The WFP’s clarification seems to have contradicted what Commerce Minister Wilson Tarpeh’s assertion during Senate hearing that of the USD$30 million, USD$20 million will go to food cost while USD$9 million will go toward the operational cost.

The paper further quoted WFP as stating that it is charging six percent of the US$30 million, which brings its portion to approximately US$1.8 million.

Further commenting on the US$30m food distribution saga and its role in the implementation of the exercise, the WFP, in a formal statement issued in Monrovia a few days later, disclosed that in line with government’s strategy to fight the COVID-19 pandemic, WFP was delegated with the responsibility of implementing the COHFSP, “given its capacity, experience and expertise in managing emergency relief programmes.”

“These account for US$25 million directly from the Government of Liberia and US$5 million from the World Bank,” the statement added.

“WFP understands that the Government has transferred the amount to WFP’s account as per the signed Memorandum of Understanding between the Central Bank of Liberia (CBL) and the Ministry of Finance and Development Planning (MFDP),” the agency further indicated.

“The value of the food is approximately estimated at US$20.4 million, pending the final award of all contracts to suppliers. The portion of the budget that constitutes the costs of storing, transporting, and delivering the assistance (or operational costs) is estimated at US$7.8 million,” WFP pointed out.

“These costs include in-country transport cost, costs for cooperating partners supporting the programme, food safety and quality control, casual labour services, household enumeration/registration among others,” it asserted. WFP: “These include allocations toward the support costs of the Liberia Country Office directly linked to the execution of the programme (e.g. applicable rental costs, back office staff costs etc.) and allocations toward the support costs of WFP Headquarters/Regional Bureau in their oversight and support function, called Indirect Support Costs (ISC). Together, these can be referred to as the administrative costs.”

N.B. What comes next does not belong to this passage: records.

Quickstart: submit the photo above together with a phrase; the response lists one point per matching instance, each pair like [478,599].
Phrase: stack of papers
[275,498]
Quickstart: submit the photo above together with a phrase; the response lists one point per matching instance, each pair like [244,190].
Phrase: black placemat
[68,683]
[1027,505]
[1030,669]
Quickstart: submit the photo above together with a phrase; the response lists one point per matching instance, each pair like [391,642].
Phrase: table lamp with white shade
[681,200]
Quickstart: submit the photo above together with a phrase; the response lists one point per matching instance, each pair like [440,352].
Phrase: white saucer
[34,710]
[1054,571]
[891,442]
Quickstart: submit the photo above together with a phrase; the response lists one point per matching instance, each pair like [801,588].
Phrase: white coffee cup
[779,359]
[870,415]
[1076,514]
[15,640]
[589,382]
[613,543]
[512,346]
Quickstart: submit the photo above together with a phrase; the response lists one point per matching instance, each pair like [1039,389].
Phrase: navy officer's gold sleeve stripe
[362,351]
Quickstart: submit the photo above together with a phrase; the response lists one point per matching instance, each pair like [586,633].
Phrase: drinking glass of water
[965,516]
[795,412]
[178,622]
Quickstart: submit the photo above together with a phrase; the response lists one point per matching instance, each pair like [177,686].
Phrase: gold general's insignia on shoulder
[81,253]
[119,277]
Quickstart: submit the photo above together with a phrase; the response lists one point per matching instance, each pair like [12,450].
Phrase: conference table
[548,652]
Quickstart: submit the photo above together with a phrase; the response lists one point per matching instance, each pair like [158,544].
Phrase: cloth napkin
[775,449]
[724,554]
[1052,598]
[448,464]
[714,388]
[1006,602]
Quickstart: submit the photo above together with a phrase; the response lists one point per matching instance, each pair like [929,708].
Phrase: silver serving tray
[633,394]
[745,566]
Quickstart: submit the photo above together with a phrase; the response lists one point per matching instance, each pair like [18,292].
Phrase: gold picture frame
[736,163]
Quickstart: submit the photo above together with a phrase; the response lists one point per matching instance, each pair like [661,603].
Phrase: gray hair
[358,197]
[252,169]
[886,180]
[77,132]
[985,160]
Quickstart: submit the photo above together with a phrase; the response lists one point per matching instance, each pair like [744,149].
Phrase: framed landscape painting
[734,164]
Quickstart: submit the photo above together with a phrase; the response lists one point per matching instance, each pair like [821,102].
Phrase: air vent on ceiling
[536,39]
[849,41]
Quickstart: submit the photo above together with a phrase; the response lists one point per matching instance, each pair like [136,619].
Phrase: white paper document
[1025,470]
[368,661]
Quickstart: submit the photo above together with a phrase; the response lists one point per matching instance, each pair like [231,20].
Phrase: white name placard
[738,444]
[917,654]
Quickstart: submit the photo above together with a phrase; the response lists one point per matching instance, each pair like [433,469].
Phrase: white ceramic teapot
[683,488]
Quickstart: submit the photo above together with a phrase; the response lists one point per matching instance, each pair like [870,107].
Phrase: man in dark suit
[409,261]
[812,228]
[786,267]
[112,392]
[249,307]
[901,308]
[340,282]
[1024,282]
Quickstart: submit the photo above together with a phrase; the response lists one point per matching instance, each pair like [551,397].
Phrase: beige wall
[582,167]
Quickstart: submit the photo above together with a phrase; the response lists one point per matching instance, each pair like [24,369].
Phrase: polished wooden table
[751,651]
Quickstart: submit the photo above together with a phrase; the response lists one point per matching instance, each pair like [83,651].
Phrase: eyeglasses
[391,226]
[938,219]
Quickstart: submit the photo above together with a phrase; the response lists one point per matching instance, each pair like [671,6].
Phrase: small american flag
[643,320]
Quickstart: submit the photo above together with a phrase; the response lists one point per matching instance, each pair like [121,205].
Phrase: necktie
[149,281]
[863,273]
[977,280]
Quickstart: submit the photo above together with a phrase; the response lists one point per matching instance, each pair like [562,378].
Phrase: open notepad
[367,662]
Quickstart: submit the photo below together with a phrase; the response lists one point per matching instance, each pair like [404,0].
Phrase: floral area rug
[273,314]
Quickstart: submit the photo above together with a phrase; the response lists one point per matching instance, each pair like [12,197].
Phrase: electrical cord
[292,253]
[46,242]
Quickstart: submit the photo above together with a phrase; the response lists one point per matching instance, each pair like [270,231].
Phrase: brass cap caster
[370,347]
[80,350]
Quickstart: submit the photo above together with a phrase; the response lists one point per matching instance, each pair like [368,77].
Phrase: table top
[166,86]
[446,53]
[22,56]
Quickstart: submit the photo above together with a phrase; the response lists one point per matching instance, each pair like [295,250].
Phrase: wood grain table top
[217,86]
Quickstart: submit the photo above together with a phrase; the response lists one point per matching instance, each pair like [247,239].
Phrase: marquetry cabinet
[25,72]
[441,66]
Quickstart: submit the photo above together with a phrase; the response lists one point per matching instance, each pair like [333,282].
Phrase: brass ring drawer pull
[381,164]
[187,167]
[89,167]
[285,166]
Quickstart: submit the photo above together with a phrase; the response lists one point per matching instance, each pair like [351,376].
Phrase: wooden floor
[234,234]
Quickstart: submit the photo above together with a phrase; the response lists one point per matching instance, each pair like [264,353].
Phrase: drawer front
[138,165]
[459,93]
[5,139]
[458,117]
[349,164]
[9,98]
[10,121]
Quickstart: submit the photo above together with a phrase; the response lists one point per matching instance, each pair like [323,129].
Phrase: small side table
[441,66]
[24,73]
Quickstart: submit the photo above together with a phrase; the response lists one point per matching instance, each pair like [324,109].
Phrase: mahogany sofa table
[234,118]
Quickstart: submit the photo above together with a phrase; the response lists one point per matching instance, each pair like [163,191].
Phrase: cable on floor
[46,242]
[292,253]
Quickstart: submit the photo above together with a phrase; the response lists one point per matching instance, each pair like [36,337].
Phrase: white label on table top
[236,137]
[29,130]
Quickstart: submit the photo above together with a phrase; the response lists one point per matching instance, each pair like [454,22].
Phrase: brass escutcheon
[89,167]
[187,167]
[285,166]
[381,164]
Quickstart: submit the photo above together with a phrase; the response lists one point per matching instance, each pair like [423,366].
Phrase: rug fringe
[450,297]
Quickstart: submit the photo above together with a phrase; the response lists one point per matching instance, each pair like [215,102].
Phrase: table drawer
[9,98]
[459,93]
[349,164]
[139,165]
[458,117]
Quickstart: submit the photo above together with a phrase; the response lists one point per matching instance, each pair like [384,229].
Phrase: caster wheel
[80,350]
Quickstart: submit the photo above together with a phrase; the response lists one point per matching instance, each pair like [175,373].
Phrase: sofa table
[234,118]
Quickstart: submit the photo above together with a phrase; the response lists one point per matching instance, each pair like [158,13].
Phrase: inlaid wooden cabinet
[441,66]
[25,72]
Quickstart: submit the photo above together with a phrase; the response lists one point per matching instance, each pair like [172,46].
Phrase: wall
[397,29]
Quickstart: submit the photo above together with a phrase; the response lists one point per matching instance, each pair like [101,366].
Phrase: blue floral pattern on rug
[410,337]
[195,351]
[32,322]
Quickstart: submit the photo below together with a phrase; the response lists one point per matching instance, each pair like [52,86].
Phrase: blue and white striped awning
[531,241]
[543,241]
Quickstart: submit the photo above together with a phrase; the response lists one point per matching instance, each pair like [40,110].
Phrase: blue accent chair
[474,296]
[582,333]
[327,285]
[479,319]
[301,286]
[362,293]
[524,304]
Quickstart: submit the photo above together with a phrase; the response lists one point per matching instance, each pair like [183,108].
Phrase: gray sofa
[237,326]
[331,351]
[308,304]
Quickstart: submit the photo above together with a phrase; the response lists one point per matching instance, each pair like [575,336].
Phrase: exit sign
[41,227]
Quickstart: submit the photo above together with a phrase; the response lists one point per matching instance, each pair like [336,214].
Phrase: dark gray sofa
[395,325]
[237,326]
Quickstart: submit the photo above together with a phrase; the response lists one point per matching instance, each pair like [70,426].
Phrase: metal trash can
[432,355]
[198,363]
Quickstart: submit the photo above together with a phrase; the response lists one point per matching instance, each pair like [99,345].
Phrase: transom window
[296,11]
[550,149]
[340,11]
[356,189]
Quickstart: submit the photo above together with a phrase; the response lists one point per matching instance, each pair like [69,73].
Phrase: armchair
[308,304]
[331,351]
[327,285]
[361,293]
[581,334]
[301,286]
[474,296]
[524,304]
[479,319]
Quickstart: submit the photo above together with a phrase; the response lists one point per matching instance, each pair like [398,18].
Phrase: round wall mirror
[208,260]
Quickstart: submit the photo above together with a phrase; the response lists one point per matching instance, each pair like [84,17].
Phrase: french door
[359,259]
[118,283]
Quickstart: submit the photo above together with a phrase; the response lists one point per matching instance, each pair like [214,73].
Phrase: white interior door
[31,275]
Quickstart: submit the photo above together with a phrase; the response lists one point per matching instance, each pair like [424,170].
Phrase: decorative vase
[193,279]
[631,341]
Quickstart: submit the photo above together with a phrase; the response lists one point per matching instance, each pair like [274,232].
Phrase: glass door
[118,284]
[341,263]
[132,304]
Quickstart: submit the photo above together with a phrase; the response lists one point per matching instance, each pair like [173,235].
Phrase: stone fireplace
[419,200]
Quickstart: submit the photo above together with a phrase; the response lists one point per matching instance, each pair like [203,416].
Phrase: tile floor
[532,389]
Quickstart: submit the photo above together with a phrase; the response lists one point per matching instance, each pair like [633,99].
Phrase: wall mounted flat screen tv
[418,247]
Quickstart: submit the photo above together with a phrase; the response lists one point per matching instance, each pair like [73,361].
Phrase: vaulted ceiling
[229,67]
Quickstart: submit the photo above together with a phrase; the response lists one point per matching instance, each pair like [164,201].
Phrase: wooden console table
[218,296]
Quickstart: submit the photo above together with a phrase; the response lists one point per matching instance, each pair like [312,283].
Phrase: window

The UN food agency made it clear that “Resources from the COHFSP budget are independently managed by the WFP, and not by the Government of Liberia.

“Government entities will receive resources for specific food-related tasks, such as enumeration, which LISGIS is leading, or communications and security through WFP’s accounting and financial management systems.  The COHSFP has established a Finance and Budget Committee chaired by the World Bank that approves expenditures”, it said.

WFP maintains that it remains upbeat in providing a financial report on expenditures accrued for the implementation of the COHFSP to the Government through the Steering Committee.

Nevertheless, other Liberians who commented on the matter opined among other things that it would have been less capital-intensive and more rewarding if Liberian-owned institutions or businesses given the opportunity to implement such food distribution exercise as part of empowering them.